Reputation: 80
I have a database with courses. Each course contains a set of nodes, and some nodes contains a set of answers from students. The Answer table looks (simplified) like this:
Answer
id | courseId | nodeId | answer
------------------------------------------------
1 | 1 | 1 | <- text ->
2 | 2 | 2 | <- text ->
3 | 1 | 1 | <- text ->
4 | 1 | 3 | <- text ->
5 | 2 | 2 | <- text ->
.. | .. | .. | ..
When a teacher opens a course (i.e. courseId = 1) I want to pick the node that have received the most answers lately. I can do this using the following query:
with Answers as
(
select top 50 id, nodeId from Answer A where courseId=1 order by id desc
)
select top 1 nodeId from Answers group by nodeId order by count(id) desc
or equally using this query:
select top 1 nodeId from
(select top 50 id, nodeId from Answer A where courseId=1 order by id desc)
group by nodeId order by count(id) desc
In both querys the newest 50 answers (with the highest ids) are selected and then grouped by nodeId so I can pick the one with the highest frequency. My problem is, however, that the query is very slow. If I only run the subselect, it takes less than a second, and grouping 50 rows should be fast, but when I run the entire query it takes about 10 seconds! My guess is that sql server does the select and grouping first, and afterwards does the top 50 and top 1, which in this case leads to terrible performance.

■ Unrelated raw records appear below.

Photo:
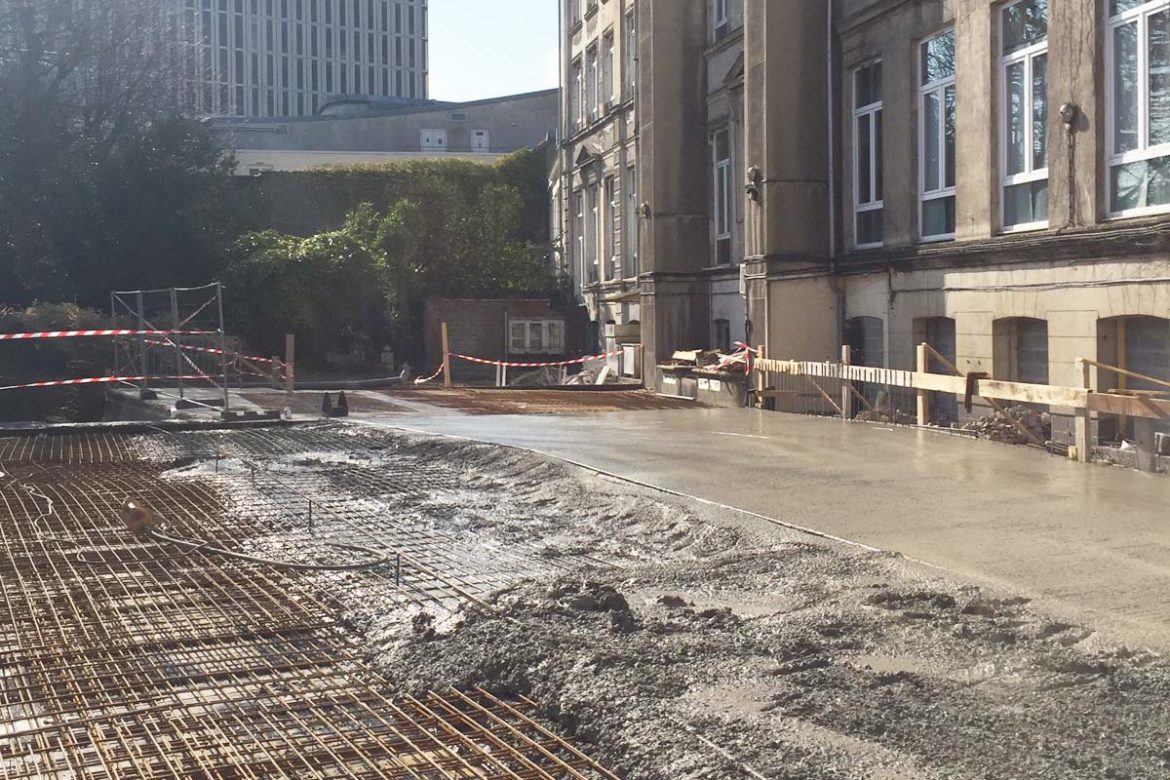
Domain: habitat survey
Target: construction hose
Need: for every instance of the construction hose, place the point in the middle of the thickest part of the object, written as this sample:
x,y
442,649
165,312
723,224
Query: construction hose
x,y
379,559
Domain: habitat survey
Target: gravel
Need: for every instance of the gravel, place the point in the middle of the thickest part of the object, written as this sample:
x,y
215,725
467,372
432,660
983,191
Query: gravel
x,y
678,641
696,643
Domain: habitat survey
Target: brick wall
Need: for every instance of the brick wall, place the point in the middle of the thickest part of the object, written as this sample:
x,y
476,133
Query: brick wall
x,y
477,328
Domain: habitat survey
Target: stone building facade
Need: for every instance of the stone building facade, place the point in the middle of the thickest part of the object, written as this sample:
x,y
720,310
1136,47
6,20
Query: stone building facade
x,y
289,57
992,178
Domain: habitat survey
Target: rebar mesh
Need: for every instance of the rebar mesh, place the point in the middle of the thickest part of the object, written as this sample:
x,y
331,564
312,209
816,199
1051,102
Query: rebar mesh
x,y
123,657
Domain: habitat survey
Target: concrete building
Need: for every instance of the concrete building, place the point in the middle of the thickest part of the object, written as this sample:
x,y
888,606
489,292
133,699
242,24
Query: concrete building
x,y
289,57
654,246
481,131
986,177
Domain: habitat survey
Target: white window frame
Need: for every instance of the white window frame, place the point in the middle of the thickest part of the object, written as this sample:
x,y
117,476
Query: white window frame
x,y
940,87
873,114
630,226
1138,15
579,230
546,328
592,222
1027,56
722,213
631,54
608,91
718,20
612,206
576,94
592,81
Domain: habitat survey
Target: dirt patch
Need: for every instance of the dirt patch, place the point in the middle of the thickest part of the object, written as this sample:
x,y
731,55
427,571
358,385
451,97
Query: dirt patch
x,y
539,401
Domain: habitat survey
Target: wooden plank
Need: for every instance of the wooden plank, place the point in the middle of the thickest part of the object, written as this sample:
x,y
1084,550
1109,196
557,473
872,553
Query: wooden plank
x,y
1134,406
846,406
1084,422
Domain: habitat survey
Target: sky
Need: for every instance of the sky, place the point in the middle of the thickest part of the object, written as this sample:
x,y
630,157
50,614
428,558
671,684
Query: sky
x,y
488,48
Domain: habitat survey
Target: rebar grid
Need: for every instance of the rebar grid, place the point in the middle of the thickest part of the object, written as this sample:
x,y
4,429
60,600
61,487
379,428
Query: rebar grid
x,y
126,658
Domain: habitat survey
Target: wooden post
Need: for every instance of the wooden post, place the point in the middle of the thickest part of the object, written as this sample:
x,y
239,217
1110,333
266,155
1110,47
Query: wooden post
x,y
846,384
761,378
1084,416
289,363
446,354
923,395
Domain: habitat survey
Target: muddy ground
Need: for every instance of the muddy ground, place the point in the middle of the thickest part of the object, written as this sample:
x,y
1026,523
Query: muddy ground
x,y
676,641
711,647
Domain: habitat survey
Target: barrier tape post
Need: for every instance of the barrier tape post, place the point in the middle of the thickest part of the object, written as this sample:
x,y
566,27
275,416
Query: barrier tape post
x,y
446,354
96,333
95,380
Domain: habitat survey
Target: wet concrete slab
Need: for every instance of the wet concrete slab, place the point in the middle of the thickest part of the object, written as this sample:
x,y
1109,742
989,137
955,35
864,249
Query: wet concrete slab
x,y
1092,543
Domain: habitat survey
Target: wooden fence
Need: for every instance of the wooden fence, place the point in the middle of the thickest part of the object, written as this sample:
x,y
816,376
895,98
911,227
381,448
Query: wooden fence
x,y
1144,408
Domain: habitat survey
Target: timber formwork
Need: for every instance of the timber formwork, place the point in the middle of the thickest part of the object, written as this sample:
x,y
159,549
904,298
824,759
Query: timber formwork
x,y
123,657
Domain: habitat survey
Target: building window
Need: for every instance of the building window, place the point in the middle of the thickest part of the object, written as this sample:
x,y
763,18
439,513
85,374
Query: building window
x,y
611,228
936,143
721,190
576,116
1138,55
631,55
720,20
591,223
630,229
591,83
607,82
1024,143
433,139
536,337
868,179
722,335
579,233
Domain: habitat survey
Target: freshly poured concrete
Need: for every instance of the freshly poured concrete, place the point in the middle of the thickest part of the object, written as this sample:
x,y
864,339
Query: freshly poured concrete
x,y
1089,542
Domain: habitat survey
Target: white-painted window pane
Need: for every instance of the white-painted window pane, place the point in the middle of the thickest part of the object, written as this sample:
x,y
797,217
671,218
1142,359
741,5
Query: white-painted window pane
x,y
1039,111
1160,77
1025,23
931,112
1124,110
949,138
938,57
1026,202
865,159
938,216
1017,123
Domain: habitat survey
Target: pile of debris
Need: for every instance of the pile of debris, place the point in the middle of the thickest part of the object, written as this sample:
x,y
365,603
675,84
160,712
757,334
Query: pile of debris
x,y
1014,425
730,363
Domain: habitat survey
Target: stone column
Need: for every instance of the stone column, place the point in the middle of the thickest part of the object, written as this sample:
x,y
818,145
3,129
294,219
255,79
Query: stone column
x,y
674,170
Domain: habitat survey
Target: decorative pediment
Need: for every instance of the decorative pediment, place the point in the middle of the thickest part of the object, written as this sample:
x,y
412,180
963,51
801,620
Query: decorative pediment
x,y
735,74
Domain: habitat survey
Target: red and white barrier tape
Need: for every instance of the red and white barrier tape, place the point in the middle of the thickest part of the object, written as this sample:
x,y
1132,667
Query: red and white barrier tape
x,y
98,380
424,380
538,365
49,335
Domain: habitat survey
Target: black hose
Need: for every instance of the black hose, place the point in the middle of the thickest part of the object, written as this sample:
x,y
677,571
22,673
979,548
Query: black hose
x,y
380,559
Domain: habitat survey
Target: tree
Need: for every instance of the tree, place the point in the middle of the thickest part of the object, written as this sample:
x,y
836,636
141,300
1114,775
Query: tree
x,y
103,183
452,232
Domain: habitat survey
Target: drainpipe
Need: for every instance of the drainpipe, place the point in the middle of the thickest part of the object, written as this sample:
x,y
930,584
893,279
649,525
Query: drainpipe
x,y
833,282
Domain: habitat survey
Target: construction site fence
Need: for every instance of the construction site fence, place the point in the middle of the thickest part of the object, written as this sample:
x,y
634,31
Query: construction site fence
x,y
1124,427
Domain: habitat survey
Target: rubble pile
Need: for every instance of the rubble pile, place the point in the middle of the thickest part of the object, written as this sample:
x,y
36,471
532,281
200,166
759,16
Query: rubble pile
x,y
998,427
733,363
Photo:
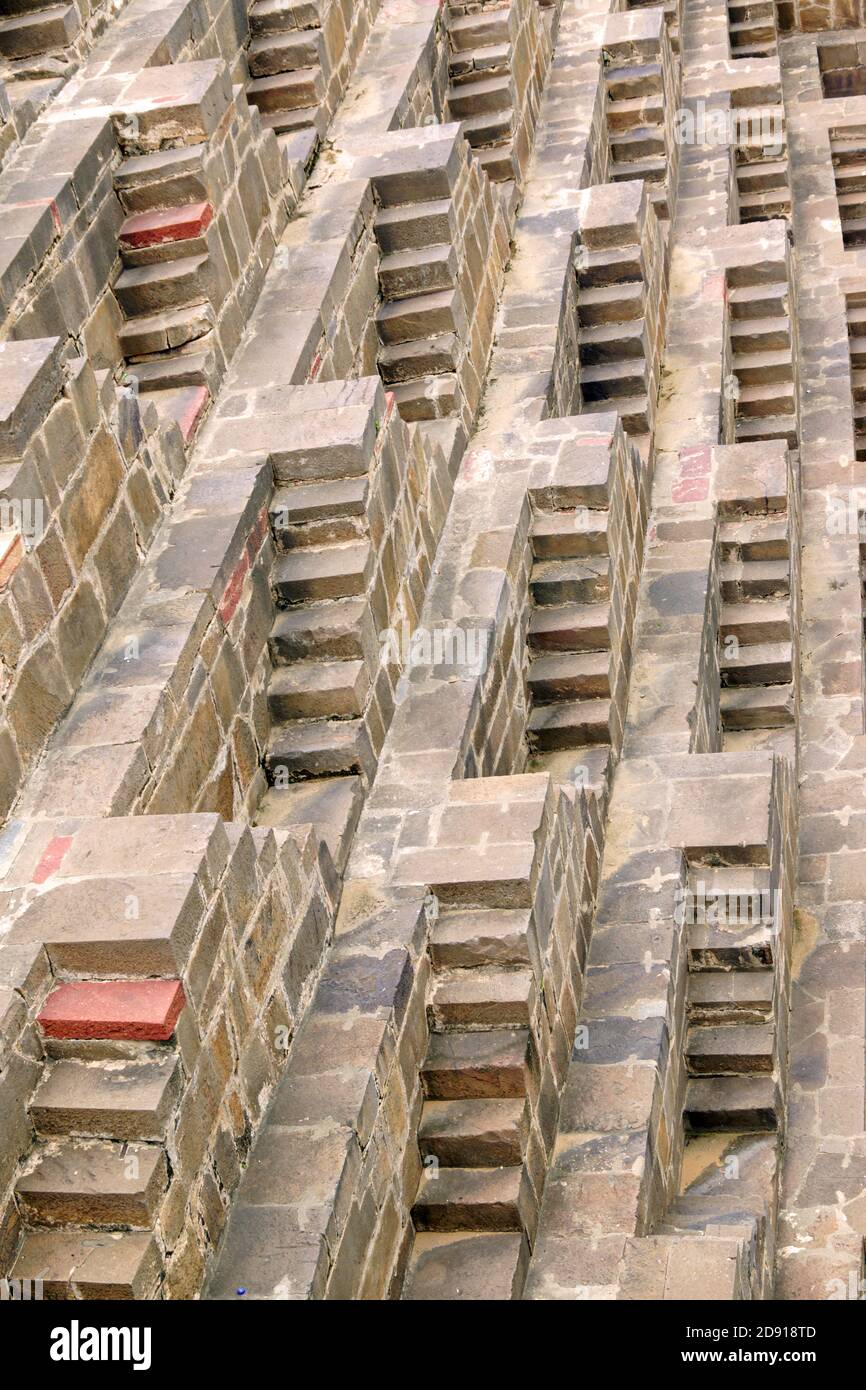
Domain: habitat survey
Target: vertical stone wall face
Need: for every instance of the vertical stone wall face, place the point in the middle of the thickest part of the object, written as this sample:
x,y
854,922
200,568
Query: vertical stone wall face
x,y
431,651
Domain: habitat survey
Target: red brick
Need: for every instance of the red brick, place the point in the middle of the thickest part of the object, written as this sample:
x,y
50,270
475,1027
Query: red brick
x,y
168,224
132,1009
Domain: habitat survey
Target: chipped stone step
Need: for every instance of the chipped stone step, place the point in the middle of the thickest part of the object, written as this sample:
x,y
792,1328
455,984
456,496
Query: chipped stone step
x,y
317,690
413,225
755,538
729,1104
755,428
146,289
409,362
167,330
484,1266
488,997
762,706
129,1100
173,373
641,143
132,1011
334,571
477,96
319,631
488,128
289,52
585,580
474,1065
570,676
319,513
763,663
719,997
82,1264
481,937
620,380
633,81
93,1184
417,271
478,29
420,316
759,300
278,15
431,398
570,724
751,335
569,534
755,580
570,627
42,31
737,1050
319,748
768,399
748,947
332,805
478,1133
470,1198
288,91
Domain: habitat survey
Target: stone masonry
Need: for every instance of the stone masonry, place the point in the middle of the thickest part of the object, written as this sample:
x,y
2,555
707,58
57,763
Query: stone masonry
x,y
433,562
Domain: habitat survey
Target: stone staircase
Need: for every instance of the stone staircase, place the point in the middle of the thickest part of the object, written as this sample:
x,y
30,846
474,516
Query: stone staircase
x,y
756,655
763,360
752,28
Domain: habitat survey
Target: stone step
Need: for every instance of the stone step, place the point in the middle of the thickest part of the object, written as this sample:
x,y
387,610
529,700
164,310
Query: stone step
x,y
478,29
319,748
478,1133
273,53
562,676
759,300
127,1101
555,583
332,805
755,538
417,271
474,1065
317,690
166,331
488,997
755,580
478,937
413,225
737,1050
280,15
328,631
173,373
761,663
470,1198
719,997
148,289
93,1184
484,1266
570,627
761,706
38,32
319,513
85,1265
420,316
489,128
334,571
612,303
141,1011
730,1104
570,724
476,96
288,91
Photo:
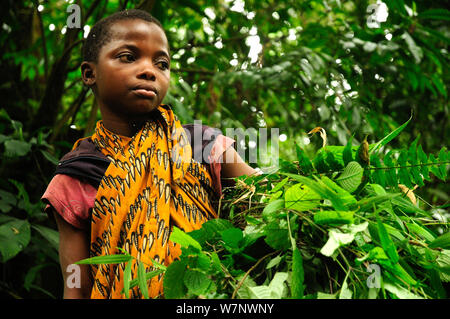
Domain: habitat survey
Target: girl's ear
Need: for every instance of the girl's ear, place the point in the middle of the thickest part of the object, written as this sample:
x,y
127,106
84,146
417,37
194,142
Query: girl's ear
x,y
88,73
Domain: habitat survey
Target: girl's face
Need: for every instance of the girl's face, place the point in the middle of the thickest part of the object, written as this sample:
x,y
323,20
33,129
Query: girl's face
x,y
132,74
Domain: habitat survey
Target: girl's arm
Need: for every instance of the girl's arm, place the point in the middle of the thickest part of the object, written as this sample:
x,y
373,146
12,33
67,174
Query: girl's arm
x,y
233,165
73,246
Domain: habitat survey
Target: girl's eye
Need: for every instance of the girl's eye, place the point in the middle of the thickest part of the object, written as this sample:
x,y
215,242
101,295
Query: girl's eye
x,y
126,57
163,65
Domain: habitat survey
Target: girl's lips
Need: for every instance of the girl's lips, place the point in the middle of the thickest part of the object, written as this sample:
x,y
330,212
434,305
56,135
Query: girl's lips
x,y
145,93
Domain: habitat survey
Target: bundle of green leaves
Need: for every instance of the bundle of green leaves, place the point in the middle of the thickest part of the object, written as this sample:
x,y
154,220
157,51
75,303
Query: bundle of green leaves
x,y
328,227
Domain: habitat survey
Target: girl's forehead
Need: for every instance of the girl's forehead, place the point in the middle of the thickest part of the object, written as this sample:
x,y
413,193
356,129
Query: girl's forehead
x,y
136,29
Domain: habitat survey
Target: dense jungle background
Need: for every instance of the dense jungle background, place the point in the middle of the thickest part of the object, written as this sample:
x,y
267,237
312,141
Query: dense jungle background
x,y
358,69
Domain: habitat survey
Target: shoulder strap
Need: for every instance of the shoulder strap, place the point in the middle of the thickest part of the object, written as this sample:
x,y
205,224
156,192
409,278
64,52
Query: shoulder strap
x,y
85,161
202,139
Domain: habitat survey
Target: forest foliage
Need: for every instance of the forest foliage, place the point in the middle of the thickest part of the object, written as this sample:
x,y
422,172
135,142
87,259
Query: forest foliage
x,y
378,88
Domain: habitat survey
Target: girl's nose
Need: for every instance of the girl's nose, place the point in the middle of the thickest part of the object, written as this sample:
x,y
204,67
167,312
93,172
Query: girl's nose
x,y
146,71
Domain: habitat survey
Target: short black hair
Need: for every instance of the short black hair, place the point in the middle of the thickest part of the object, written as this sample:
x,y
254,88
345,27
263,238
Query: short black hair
x,y
100,33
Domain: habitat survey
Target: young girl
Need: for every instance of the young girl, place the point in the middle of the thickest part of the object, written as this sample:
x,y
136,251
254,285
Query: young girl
x,y
141,172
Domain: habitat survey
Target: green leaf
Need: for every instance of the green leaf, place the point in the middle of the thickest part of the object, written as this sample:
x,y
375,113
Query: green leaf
x,y
351,176
415,50
232,237
442,241
400,292
443,158
337,239
421,231
298,275
50,157
14,237
341,199
15,148
301,198
180,237
435,14
127,279
149,275
273,207
142,280
174,287
332,162
386,242
333,218
347,154
345,292
210,230
106,259
279,185
303,160
197,282
277,237
378,175
7,201
403,173
389,137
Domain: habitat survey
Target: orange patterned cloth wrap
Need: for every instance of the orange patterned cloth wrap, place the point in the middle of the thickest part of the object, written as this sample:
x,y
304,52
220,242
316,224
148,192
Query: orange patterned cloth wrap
x,y
151,185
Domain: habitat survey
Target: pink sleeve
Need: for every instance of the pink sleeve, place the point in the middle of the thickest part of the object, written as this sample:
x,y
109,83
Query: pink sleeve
x,y
221,144
71,199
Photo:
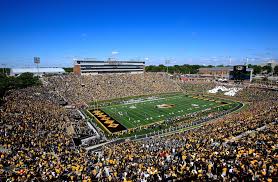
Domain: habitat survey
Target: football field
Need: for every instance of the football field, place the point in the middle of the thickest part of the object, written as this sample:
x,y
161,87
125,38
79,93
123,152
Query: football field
x,y
142,111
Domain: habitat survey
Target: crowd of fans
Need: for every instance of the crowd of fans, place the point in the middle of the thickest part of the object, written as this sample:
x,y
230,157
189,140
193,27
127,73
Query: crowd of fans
x,y
83,89
36,145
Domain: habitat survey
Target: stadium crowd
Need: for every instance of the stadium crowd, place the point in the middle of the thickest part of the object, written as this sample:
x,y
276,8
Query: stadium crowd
x,y
83,89
35,144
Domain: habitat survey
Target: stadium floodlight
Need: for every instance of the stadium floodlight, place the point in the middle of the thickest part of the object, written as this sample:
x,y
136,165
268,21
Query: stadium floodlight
x,y
37,61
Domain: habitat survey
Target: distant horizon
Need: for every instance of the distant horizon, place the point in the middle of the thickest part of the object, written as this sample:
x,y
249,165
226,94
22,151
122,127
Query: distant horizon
x,y
71,66
203,32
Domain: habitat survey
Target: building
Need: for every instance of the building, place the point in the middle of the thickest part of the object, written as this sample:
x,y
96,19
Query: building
x,y
83,67
217,72
36,71
271,63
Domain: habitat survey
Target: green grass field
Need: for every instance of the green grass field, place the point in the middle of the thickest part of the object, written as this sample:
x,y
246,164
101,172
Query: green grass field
x,y
144,111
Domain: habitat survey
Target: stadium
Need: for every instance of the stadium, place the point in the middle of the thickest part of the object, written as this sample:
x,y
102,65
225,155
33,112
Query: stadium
x,y
132,127
138,91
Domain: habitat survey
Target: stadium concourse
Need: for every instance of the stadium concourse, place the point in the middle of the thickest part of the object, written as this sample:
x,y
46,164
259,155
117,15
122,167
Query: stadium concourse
x,y
36,133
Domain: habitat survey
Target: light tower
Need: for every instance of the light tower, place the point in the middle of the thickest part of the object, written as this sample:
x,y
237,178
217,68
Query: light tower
x,y
37,61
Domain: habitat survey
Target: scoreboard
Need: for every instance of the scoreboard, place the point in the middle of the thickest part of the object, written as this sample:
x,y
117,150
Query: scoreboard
x,y
240,73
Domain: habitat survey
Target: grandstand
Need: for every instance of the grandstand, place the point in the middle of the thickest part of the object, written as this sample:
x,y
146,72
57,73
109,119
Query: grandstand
x,y
171,130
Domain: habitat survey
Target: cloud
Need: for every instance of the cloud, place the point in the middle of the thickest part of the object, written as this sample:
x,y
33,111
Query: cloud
x,y
115,52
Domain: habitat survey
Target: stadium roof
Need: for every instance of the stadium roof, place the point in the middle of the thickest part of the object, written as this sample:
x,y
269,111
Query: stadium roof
x,y
15,71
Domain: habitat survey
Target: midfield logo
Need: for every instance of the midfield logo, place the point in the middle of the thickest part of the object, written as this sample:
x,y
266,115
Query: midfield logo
x,y
107,121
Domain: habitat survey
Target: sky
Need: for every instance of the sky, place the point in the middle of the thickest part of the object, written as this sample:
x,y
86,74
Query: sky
x,y
184,31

So, how can I rewrite the query to be efficient?
Upvotes: 1
Views: 42
Reputation: 86745
To be more insightful we'd need to see the indexes on that table and the execution plans you're getting (one plan for the inner query on it's own, one plan for the full query).
I'd even recommend doing the same analysis again having added the index mentioned elsewhere on this page.
Without that information the only things we can recommend are trial and error.
For example, try avoiding using TOP
(this shouldn't matter, but we're guessing while we can't see your indexes and execution plans)
WITH
Answers AS
(
SELECT
ROW_NUMBER() OVER (ORDER BY id DESC) AS rowId,
id,
nodeId
FROM
Answer
WHERE
courseId = 1
),
top50 AS
(
SELECT
nodeId,
COUNT(*) AS row_count
FROM
Answers
WHERE
rowId <= 50
GROUP BY
nodeId
),
ranked AS
(
SELECT
ROW_NUMBER() OVER (ORDER BY row_count DESC, nodeId DESC) AS ordinal,
nodeID
FROM
top50
)
SELECT
nodeID
FROM
ranked
WHERE
oridinal = 1
Which is massively over the top, but functionally the same as you have in your OP, but sufficiently different to potentially get a different execution plan.
Alternatively (and not very nice), just put the results of your inner query in to a table variable, then run the outer query on the table variable.
I still expect, however, that adding the index will be the least-worst option.
Upvotes: 0
Reputation: 1270091
You can add indexes to make your queries more efficient. For this query:
with Answers as (
select top 50 id, nodeId
from Answer A
where courseId = 1
order by id desc
)
select top 1 nodeId
from Answers
group by nodeId
order by count(id) desc;
The best index is Answer(courseId, id, nodeid)
.
Upvotes: 2